About a month has gone by since the last earnings report for Nustar Energy L.P. (NS - Free Report) . Shares have lost about 11.1% in that time frame, underperforming the market.
Will the recent negative trend continue leading up to the stock's next earnings release, or is it due for a breakout? Before we dive into how investors and analysts have reacted as of late, let's take a quick look at its most recent earnings report in order to get a better handle on the important drivers.
Second-Quarter 2017 Results
NuStar Energy reported second-quarter earnings per limited partner unit of $0.05, way off the Zacks Consensus Estimate of $0.33 and the year-ago quarter profit of $0.52.
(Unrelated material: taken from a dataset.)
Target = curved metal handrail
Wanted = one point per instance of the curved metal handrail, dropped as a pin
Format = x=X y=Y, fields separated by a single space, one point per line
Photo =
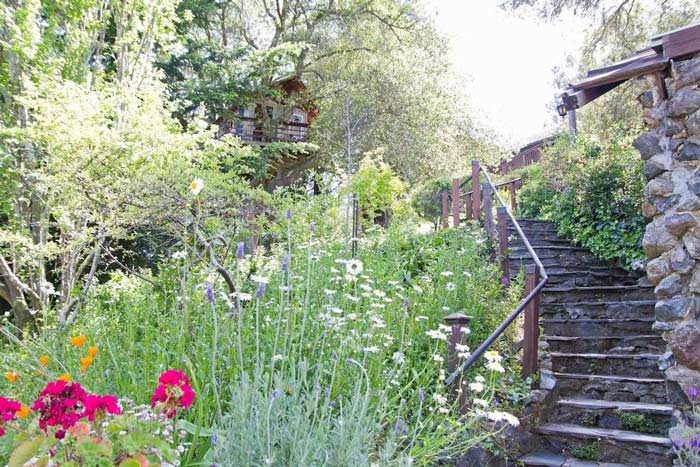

The owner and operator of crude oil and refined products pipelines and storage facilities’ bottom line suffered due to a light quarter from the ‘Pipeline’ and ‘Fuels marketing’ businesses.
Quarterly revenues of $435.5 million missed the Zacks Consensus Estimate of $520 million and was also below the year-ago level of $437.8 million.
NuStar announced a quarterly distribution of $1.095 per unit ($4.38 per unit annualized) that remains unchanged from the year-earlier as well as previous-quarter distributions. The distribution is payable on Aug 11 to unitholders of record as on Aug 7, 2017.
As per NuStar’s earnings release, distributable cash flow (DCF) available to limited partners for the second quarter was $60.3 million (providing 0.59x distribution coverage), compared with $92.8 million (providing 1.09x distribution coverage).
Pipeline: Total quarterly throughput volumes in the segment were 1,089,711 barrels per day (Bbl/d), up 16% from the year-ago period. While throughput volumes in the crude oil pipelines jumped 40% from the year-ago quarter to 558,182 Bbl/d, refined product pipelines throughput edged down 1% to 531,529 Bbl/d. As a result, throughput revenues rose 4% year-over-year to $126.7 million.
However, the segment’s operating income – at $52.9 million – was down 17% from the year-ago figure of $63.6 million, primarily due to the effects of turnaround and operational issue at some of NuStar’s customer refineries.
Storage: Throughput volumes in the Storage segment plunged 54% year over year to 337,518 Bbl/d. Nevertheless, higher renewal storage rates, increased terminal station fees and acquisition contributions meant a 4% increase in the unit’s quarterly revenues – from $151.9 million in the second quarter of 2016 to $158.6 million.
Moreover, the segment's operating income came in at $56.0 million, which marks a 10% improvement from $51.1 million earned in the year-ago quarter.
Fuels Marketing: The unit reported operating income of $289,000, dropping significantly from the year-ago profit of $1.4 million. Results were hampered by a 9% dip in revenues from product sales.
Costs & Expenses
The partnership incurred total costs of $362.1 million, up 4% year-over-year. In particular, operating expenses came in at $116.4 million - 3% higher from the corresponding period of last year.
As of Jun 30, 2017, the partnership had total debt of $3,521.9 million, which represents a debt-to-capitalization ratio of 58.5%.
NuStar estimates growth spending for the year in the $380-$420 million range, while reliability expenses are expected to be between $35 million and $55 million. Total EBITDA for 2017 is expected to be $600 million to $650 million, with $110-$120 million in general and other expenses.
How Have Estimates Been Moving Since Then?
Following the release, investors have witnessed a downward trend in fresh estimates. There have been two revisions lower for the current quarter compared to one higher. In the past month, the consensus estimate has shifted lower by 21% due to these changes.
At this time, Nustar Energy's stock has a subpar Growth Score of D, though it is doing a bit better on the momentum front with an C. Charting a somewhat similar path, the stock was allocated a grade of D on the value side, putting it in the bottom 40% for this investment strategy.
Overall, the stock has an aggregate VGM score of F. If you aren't focused on one strategy, this score is the one you should be interested in.
Our style scores indicate that the stock is suitable solely for momentum investors.
Estimates have been broadly trending downward for the stock. The magnitude of this revision also indicates a downward shift. The stock has a Zacks Rank #5 (Strong Sell). We are expecting a below average return from the stock in the next few months.